This is another short video from RT. It’s just over five minutes long, and is an interview with Ellen Clifford of Disabled People Against Cuts on the renewal of the contracts given to Atos and Capita to continue assessing disabled people’s benefit claims.
The interviewer states that the two outsourcing companies have been criticised for failing to meet targets and disabled people themselves through incorrectly assessing them as fit for work. 100,000 people have so far had the decisions against them overturned on appeal. The Labour and Liberal parties have called on the work to be taken back in house by the state.
The government, however, has released a statement, which runs as follows
The quality of assessment has risen year on year since 2015, but one person’s poor experience is one too many. We’re committed to continuously improving assessments, and have announced we’re piloting the video recording of PIP assessments with a view to rolling out this widely.
Clifford states that Capita and Atos have had their contracts extended only for two years, but that’s two years too long. They want this profiteering by the outsourcing companies to end. She also makes the point that one of the major complaints they hear about the assessments is dishonesty – or lies – by the company, and this is at such a rate that it cannot be coincidence. The current rate for decisions being overturned on appeal is 69 per cent. The interviewer asks if there is a chance that the process could be improved in the next two years. Clifford replies that over the past few years the government has announced that they’re changing and improving the scheme, but this is just tinkering around the edges. What is needed is a fundamental overhaul of the system, which is based on a model of disability that DPAC would not advocate.

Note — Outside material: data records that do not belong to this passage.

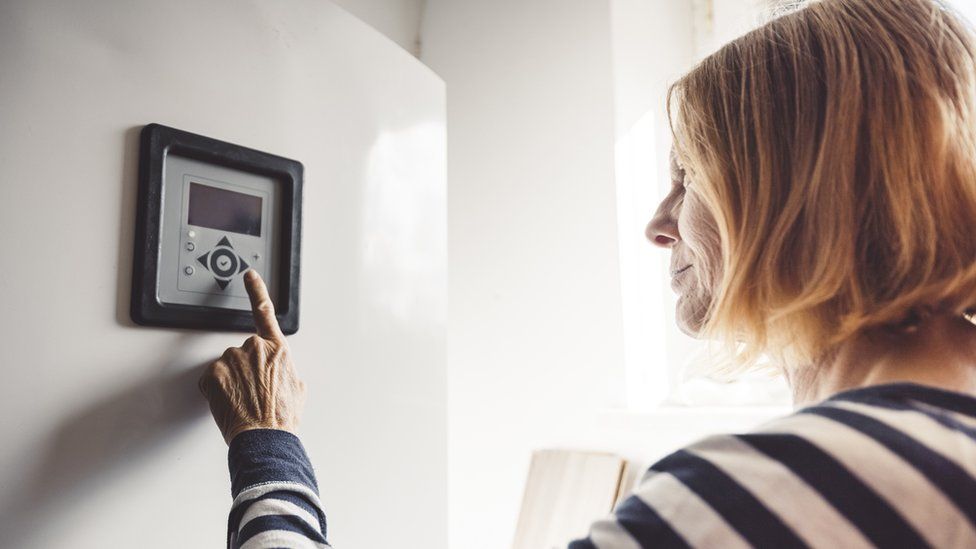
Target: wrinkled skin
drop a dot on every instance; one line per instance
(255, 386)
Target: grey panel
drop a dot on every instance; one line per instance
(203, 266)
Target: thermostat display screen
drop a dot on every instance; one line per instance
(224, 210)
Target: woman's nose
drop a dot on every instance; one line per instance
(662, 230)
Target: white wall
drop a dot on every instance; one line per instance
(399, 20)
(538, 93)
(106, 440)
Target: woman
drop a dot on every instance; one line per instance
(822, 211)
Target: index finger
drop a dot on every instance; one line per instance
(262, 308)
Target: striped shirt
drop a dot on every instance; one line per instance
(276, 501)
(885, 466)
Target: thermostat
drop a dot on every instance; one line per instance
(207, 212)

She hopes that the videoing of assessments will lead to more transparency, and DPAC will be watching this very carefully.
The interviewer also states that the majority of people are satisfied with the assessment process, and looking at the number of appeals against the positive cases, wonders if the issue isn’t being politicised. Clifford states that while the percentage of bad decisions may be small, they still affect millions of people, and so are statistically high. She says that anyone who works in the welfare sector or disability is inundated with cases from people, who have been turned down when they genuinely need that money. The interviewer asks her if she sees a glimmer of hope. She states that they see a government under pressure, experiencing market failure in this area. She states that DPAC also wants the assessments to be taken back in-house. They need to keep the pressure up. The assessments need to be taken back in-house and the whole system given a radical overhaul.
Everything Ellen Clifford says in this interview is exactly true. I’ve personally experienced Atos lying about my assessment and health, when they assessed me for incapacity benefit several years. And this was overturned on appeal. And when blogging about this issue, Mike and I, and many other left-wing bloggers, have received posts from commenters telling us how they were also wrongly assessed by the outsourcing companies to prevent them claiming benefits. Whistleblowers from inside the companies and DWP have come forward, stating that the government has set targets for the number of people, whose claims are to be rejected. I’ve reblogged a number of pieces, including videos about this. The fault lies with the DWP. And Kitty S. Jones has also described extensively on her blog how the DWP’s model of disability was produced by an American researcher working for Unum, one of the private medical insurance companies. They won the ear first of Peter Lilley, and then Blair and New Labour. The model assumes that people are malingering, and has been scientifically discredited. Nevertheless, this model is still used by the DWP.
The current system is a disgrace. It is, as Clifford states, all about throwing people off benefit. And despite its promises, all the so-called improvements introduced by the Tories are nothing but tinkering at the edges. When the Tories haven’t promised something more ominous. When they talked about cutting the rate of appeals, what they intended to do was not make the assessment process more honest, so that disabled people could claim benefit more easily, but actually making the conditions for being assessed as disabled more difficult, so that fewer people would be assessed as disabled, but could not successfully appeal against the decision because it followed the new, harsher conditions.
The whole process needs to be taken back in-house, and a radical overhaul done, with a view not to throwing disabled people off benefit, so that greedy multi-millionaires can enjoy another tax cut, but to make sure they genuinely have the welfare support and money they deserve and need.